Por Ernestina Blanco | Esto No Está Chequeado | Ilustración: Digital Snatch | #FiccionesEzeicenses
Dicen que saltó por el balcón, otros sostienen que la caída fue accidental. Ambas versiones me parecen poco creíbles o demasiado improbables. Ubicado también en el tercer piso, pero en el edificio gemelo, mi departamento permitió que fuese espectador privilegiado del desenlace y de episodios sueltos de una historia que acaso no sea la que cuente.
A ellos los recuerdo como un par de treintañeros enamorados, alegres, despreocupados. Sé que la mudanza se realizó en marzo porque preparaba mis clases del primer cuatrimestre cuando me pidieron que moviera el auto para que el camión estacionara. Enseguida incorporaron sus sonrisas a la ronda de saludos cotidianos. Muchos días iguales cobraron su cuota de tiempo y se marcharon sin dejar recibo hasta que, justo al concluir octubre, apareció el gato. El anciano del segundo, al que yo le disgustaba tanto como los felinos, juró que el animal me había seguido. Ignorado por mí, permaneció sentado junto a la puerta de entrada, abrazado por la cola, en actitud de espera; ellos lo vieron y se conmovieron. Sin más, lo acogieron en sus vidas: el pelaje blanco y negro lo asemejaba a un peluche de panda, con su carga simbólica de yin y yang, de armonía y de buena suerte.
Al final de la primavera, la pareja comenzó a discutir y hacia el verano, las disputas arreciaron; frecuentes y violentas, perforaron la indiferencia vecinal en el pequeño condominio de Canning. A través de las ventanas abiertas a causa de los cortes de luz, aquellas peleas caldeaban el aire en las viviendas y sus habitantes transpiraban mal humor. Harto, alguien encaró la solución final: al subir o bajar las cortinas del escritorio, observé un cartel de venta en el segundo piso de enfrente; semanas después, colgaron otro en el primero.
Aquella tarde, corrí abajo y llegué casi al mismo tiempo que dos patrulleros y una ambulancia convocados por los vecinos. Esto último me lo informó la divorciada que vivía en la planta baja, con quien había compartido unas pocas salidas y unas cuantas noches para entibiar el invierno:
—Cuando llamé al 911 me dijeron que estaban en camino; se ve que no fui la primera en imaginar que esto terminaría así. ¡Tendríamos que haber hecho algo!

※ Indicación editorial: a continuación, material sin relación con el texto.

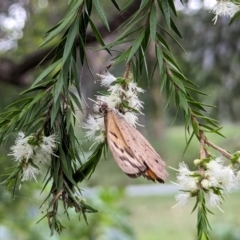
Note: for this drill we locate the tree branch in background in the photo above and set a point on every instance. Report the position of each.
(14, 73)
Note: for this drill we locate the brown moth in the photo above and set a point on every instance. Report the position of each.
(132, 152)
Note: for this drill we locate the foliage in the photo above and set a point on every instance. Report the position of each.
(49, 106)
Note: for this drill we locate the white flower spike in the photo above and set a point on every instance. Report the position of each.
(224, 8)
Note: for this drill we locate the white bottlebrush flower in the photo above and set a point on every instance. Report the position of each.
(212, 181)
(106, 79)
(112, 100)
(224, 176)
(215, 167)
(206, 183)
(48, 144)
(134, 102)
(133, 88)
(93, 125)
(185, 179)
(228, 179)
(224, 8)
(29, 172)
(213, 200)
(22, 149)
(182, 198)
(131, 118)
(41, 156)
(116, 90)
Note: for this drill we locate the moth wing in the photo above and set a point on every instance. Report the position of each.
(122, 153)
(143, 151)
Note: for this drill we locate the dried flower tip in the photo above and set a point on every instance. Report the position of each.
(197, 162)
(106, 79)
(182, 199)
(29, 172)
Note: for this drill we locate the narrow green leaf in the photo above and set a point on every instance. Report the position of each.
(183, 101)
(122, 57)
(46, 72)
(174, 39)
(169, 58)
(54, 110)
(171, 4)
(235, 17)
(153, 22)
(77, 102)
(98, 35)
(174, 28)
(163, 42)
(160, 59)
(136, 45)
(72, 33)
(101, 12)
(75, 76)
(56, 31)
(127, 4)
(178, 84)
(164, 6)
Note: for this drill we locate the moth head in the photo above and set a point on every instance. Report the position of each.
(103, 107)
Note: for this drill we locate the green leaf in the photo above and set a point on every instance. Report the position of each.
(54, 111)
(174, 28)
(70, 40)
(136, 45)
(174, 39)
(58, 29)
(153, 22)
(127, 4)
(169, 58)
(46, 72)
(101, 12)
(171, 4)
(163, 42)
(159, 58)
(235, 17)
(77, 102)
(116, 5)
(75, 76)
(164, 6)
(183, 101)
(178, 83)
(122, 57)
(98, 35)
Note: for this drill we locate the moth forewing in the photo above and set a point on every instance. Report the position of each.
(122, 154)
(132, 152)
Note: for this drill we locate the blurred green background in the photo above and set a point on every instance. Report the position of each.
(212, 61)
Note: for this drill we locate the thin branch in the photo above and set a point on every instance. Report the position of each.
(14, 73)
(221, 150)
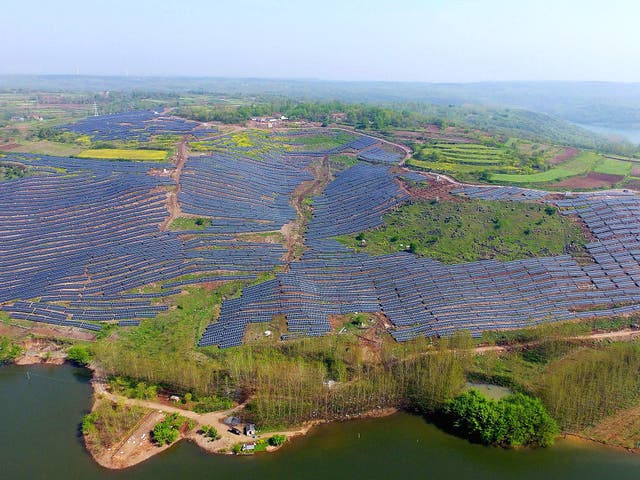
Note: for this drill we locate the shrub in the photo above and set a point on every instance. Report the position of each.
(277, 440)
(79, 354)
(512, 421)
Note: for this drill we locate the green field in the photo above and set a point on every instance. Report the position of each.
(613, 167)
(317, 142)
(478, 162)
(189, 223)
(454, 232)
(122, 154)
(580, 165)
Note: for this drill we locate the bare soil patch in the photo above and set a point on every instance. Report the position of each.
(9, 146)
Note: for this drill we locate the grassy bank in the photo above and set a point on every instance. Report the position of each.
(469, 231)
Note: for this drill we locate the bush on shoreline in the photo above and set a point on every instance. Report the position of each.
(513, 421)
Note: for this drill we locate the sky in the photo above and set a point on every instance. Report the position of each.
(402, 40)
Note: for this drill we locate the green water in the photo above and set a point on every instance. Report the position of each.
(39, 438)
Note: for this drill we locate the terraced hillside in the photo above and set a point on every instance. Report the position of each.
(81, 244)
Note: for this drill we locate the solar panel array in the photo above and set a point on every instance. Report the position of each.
(77, 238)
(421, 296)
(244, 194)
(138, 125)
(83, 233)
(356, 200)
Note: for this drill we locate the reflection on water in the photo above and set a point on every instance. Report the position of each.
(629, 134)
(40, 438)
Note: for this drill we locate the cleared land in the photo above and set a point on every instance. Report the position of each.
(122, 154)
(580, 165)
(469, 231)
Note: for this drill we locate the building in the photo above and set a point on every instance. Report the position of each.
(250, 429)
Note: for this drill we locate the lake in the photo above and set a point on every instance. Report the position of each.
(42, 408)
(629, 134)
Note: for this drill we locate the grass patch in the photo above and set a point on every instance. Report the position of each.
(109, 422)
(122, 154)
(470, 231)
(612, 166)
(190, 223)
(580, 165)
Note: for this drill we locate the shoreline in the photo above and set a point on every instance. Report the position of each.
(147, 449)
(121, 458)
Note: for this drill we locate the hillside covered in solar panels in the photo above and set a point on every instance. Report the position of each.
(89, 243)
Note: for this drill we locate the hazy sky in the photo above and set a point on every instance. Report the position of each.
(414, 40)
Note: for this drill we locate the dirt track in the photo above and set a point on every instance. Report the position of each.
(173, 205)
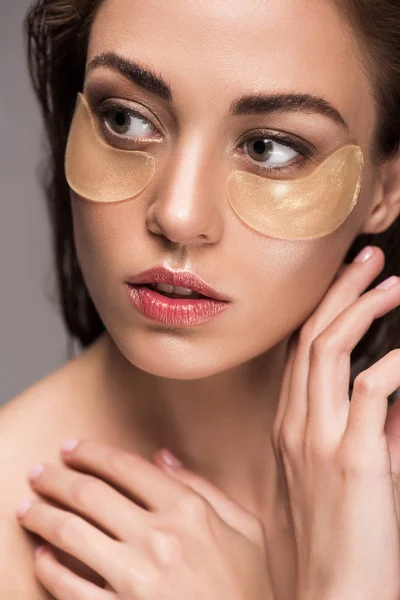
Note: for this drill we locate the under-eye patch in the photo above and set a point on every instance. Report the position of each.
(98, 171)
(299, 209)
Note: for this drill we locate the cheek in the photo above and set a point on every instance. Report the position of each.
(104, 235)
(290, 278)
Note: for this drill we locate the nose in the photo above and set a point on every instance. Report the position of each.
(187, 204)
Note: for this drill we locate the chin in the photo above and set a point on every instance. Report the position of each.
(167, 356)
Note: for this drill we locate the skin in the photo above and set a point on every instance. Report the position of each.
(143, 386)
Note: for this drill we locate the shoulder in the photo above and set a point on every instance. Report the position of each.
(32, 427)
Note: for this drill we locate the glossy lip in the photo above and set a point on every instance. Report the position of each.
(178, 279)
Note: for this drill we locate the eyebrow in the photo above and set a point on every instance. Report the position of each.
(255, 104)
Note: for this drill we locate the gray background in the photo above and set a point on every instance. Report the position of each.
(33, 341)
(32, 336)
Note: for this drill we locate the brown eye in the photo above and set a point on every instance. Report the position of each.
(127, 123)
(270, 151)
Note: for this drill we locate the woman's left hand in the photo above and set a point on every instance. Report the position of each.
(186, 539)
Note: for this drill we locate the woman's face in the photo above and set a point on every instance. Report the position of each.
(210, 54)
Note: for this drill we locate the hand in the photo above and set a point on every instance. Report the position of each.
(175, 546)
(339, 461)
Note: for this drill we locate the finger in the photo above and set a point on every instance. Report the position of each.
(343, 293)
(284, 392)
(368, 408)
(227, 509)
(392, 430)
(62, 583)
(92, 498)
(75, 536)
(330, 366)
(134, 475)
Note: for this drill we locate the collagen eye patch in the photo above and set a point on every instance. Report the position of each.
(98, 171)
(300, 209)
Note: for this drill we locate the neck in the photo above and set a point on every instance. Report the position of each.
(219, 426)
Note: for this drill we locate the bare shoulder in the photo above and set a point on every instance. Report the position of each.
(32, 427)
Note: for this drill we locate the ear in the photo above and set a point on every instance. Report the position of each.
(386, 205)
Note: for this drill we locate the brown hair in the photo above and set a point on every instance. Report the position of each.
(56, 34)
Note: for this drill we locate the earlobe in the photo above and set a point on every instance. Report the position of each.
(386, 206)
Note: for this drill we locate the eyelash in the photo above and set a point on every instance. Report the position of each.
(302, 148)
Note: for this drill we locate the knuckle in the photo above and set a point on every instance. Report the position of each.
(166, 547)
(65, 529)
(84, 490)
(350, 460)
(365, 383)
(192, 505)
(119, 462)
(256, 530)
(315, 449)
(323, 344)
(288, 440)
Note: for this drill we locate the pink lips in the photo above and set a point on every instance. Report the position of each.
(177, 279)
(173, 311)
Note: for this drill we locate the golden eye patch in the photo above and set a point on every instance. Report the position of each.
(300, 209)
(98, 171)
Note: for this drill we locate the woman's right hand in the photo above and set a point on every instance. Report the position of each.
(338, 460)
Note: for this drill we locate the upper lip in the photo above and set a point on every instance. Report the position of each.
(178, 279)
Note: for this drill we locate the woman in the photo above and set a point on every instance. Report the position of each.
(178, 123)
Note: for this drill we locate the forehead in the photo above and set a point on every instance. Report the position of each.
(211, 51)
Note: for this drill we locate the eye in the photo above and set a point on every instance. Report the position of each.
(268, 151)
(127, 122)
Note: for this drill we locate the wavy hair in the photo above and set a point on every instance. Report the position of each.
(56, 36)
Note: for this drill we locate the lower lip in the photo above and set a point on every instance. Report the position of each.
(173, 312)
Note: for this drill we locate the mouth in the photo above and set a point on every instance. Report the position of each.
(170, 291)
(180, 285)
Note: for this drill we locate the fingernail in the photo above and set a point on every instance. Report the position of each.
(364, 255)
(388, 283)
(23, 508)
(68, 445)
(40, 549)
(35, 472)
(170, 459)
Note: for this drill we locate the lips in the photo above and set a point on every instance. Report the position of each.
(177, 279)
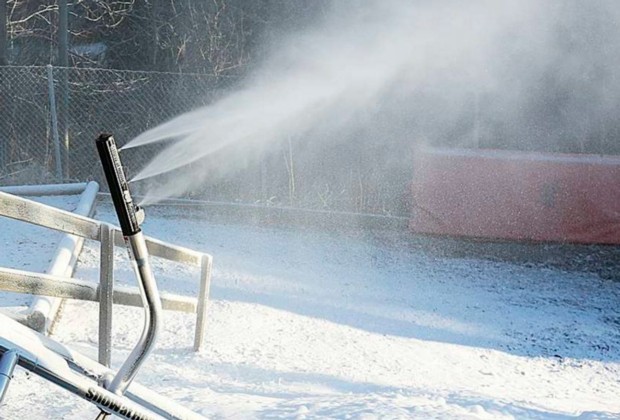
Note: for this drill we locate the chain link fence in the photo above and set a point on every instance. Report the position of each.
(50, 116)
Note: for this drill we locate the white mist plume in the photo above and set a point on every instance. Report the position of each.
(345, 66)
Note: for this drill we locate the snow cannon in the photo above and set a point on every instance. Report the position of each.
(130, 216)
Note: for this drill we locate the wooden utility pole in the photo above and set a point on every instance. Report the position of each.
(63, 61)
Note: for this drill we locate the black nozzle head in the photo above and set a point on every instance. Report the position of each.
(118, 185)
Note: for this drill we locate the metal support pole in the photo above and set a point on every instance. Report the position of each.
(203, 297)
(55, 135)
(8, 361)
(106, 294)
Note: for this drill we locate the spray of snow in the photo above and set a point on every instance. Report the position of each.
(334, 75)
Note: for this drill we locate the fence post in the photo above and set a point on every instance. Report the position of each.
(55, 136)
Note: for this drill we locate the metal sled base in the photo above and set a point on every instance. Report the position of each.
(78, 374)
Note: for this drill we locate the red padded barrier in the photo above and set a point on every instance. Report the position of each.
(517, 195)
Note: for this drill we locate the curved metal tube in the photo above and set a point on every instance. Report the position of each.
(152, 312)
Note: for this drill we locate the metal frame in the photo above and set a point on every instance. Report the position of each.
(50, 217)
(79, 375)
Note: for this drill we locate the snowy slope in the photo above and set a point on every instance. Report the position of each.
(306, 324)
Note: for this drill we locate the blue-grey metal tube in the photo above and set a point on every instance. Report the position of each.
(8, 361)
(152, 314)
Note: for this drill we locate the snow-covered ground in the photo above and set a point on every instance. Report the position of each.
(308, 324)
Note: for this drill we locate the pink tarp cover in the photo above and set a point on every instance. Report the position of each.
(517, 195)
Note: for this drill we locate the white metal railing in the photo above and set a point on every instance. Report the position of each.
(40, 214)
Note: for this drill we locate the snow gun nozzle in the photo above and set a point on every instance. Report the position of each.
(129, 215)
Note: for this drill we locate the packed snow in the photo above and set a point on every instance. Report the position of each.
(306, 323)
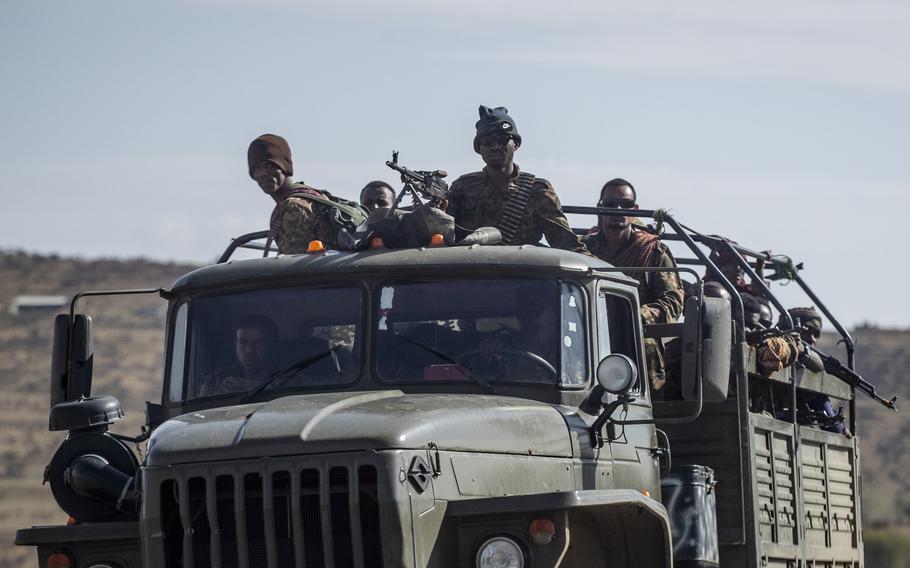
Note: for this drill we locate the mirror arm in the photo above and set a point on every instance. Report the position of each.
(597, 439)
(72, 324)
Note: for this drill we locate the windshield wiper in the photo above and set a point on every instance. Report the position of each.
(449, 359)
(280, 376)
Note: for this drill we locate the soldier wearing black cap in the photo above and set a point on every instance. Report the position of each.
(523, 207)
(295, 221)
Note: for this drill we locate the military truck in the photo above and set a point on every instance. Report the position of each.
(441, 406)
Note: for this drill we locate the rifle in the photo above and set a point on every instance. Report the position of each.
(758, 336)
(834, 367)
(417, 183)
(831, 364)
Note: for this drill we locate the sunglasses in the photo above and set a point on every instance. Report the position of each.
(621, 203)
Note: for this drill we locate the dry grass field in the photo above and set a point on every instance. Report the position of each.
(129, 341)
(129, 338)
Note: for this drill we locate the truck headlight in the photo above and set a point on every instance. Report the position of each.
(500, 552)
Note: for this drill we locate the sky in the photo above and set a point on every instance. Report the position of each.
(782, 125)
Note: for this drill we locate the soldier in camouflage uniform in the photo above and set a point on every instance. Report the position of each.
(810, 322)
(295, 220)
(626, 245)
(522, 206)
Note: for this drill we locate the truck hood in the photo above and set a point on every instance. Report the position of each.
(355, 421)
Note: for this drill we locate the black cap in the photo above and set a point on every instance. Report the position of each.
(495, 121)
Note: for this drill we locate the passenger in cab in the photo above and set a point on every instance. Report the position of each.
(522, 206)
(626, 245)
(255, 338)
(295, 220)
(377, 194)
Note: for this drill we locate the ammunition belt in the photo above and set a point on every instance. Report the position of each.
(513, 212)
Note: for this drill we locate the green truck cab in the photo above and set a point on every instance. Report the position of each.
(449, 406)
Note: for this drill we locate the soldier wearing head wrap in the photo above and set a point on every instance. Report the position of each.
(809, 321)
(622, 243)
(522, 206)
(295, 221)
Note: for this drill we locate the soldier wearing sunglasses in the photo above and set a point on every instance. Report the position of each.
(625, 244)
(524, 207)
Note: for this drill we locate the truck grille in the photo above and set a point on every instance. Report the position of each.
(320, 516)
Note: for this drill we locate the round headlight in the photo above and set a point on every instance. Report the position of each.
(500, 552)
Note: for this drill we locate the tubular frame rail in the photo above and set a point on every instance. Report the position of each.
(746, 258)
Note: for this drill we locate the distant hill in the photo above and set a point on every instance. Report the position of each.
(129, 339)
(129, 351)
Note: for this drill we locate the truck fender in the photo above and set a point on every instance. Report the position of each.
(622, 527)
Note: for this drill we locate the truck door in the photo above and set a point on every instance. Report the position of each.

La policía recogió media docena de testimonios divergentes. A mi turno, expuse lo que me constaba: de pie frente al ventanal del living mientras atendía el celular, había advertido la reiterada escena, los objetos arrojados contra paredes y piso y, esta vez, el acorralamiento en el balcón. Abrí la puertaventana y, a pesar del griterío, alcancé a oír ese ruido peculiar, sordo, como de un enorme muñeco de trapo que se estrellara en el cantero de los dientes blancos, rodeado de piedras. Tras segundos de silencio absoluto, los gritos se reanudaron proferidos por vecinos desesperados:
—¡Está muerto, está muerto!
Entonces vi al gato. Cayó sobre sus patas, quizá lanzado como otro objeto más, y se alejó con la cola en alto, después de mirar un instante hacia el tercer piso, como quien se despide.
Lo que no dije es que el balcón que miró era el mío; tampoco sé si dijo adiós o “nos vemos”. Pero puse en venta el departamento y alquilé esta casa en El Trébol porque ahora tengo miedo.